04/21/07 Bob Gwizdz (517) 487-8888 ext. 237 [email protected]

James R. Richardson, a 48-year-old engineer from Ontonagon, has been appointed to the Natural Resources Commission by Gov. Jennifer Granholm to replace Bob Garner, who had asked not to be re-appointed.

Richardson is a lifelong outdoorsman who works at Smurfit Stone, Inc., which makes corrugated cardboard.

"I'm thrilled to death, to be honest with you," Richardson said. "I've worked with the MDNR (Michigan Department of Natural Resources) for years on anything from brook trout planting to salmon planting to sturgeon planting.
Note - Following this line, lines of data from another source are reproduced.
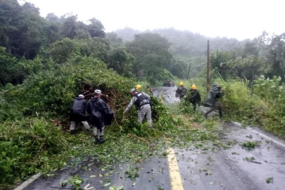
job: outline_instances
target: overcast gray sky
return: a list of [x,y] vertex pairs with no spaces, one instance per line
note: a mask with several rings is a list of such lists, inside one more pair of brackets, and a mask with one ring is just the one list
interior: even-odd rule
[[[22,2],[22,0],[19,1]],[[266,30],[285,32],[284,0],[27,0],[45,17],[67,12],[94,17],[106,31],[128,26],[141,31],[173,27],[209,37],[253,39]]]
To be on the commission and be able to go further with that is something I've looked forward to for a long time."

Richardson, who goes by "J. R.," is a 1976 graduate of Ontonagon High School. He received a degree in chemical engineering at Michigan Tech. After a stint in graduate school, Richardson has worked in a number of positions at the mill. Currently, he is a technical manager, overseeing quality and environmental engineering.

Richardson, who has backpacked in the Porcupine Mountains every year over Mother's Day for 30 years, says his father was born on the Brule River, where he spent a lot of time canoeing as a youth. He hunts grouse and deer and keeps a boat on Lake Superior, where he fishes for lake trout and walleye, he said.
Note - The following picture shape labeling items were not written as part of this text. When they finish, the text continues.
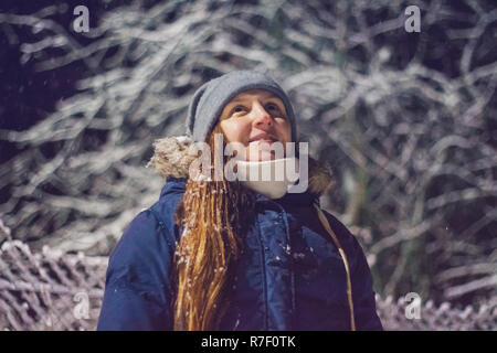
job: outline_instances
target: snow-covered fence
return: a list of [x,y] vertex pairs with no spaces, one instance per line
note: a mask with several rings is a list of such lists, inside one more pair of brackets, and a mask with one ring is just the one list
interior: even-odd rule
[[[49,247],[32,253],[19,240],[0,249],[1,330],[95,330],[105,286],[107,257],[63,254]],[[497,298],[478,308],[429,301],[419,319],[412,303],[377,298],[385,330],[496,330]]]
"We spend a lot of time out of doors up here," he said.

Ironically, Richardson, who was scheduled to attend the April 12 NRC meeting in Lansing, was unable to get there.

"I got snowed in twice, first in Marquette, then in Traverse City," he said. "It won't happen again. Next time I'll drive."

Richardson said he brings no preconceived notions to his new position.

"I'm waiting to be prepped and find out what the issues are," he said. "I'm looking forward to helping the state anyway I can."

Richardson is the second Upper Peninsula resident serving on the NRC. John Madigan of Munising, who chairs the NRC's Wildlife and Fisheries committee, was recently re-appointed by the governor for another three years.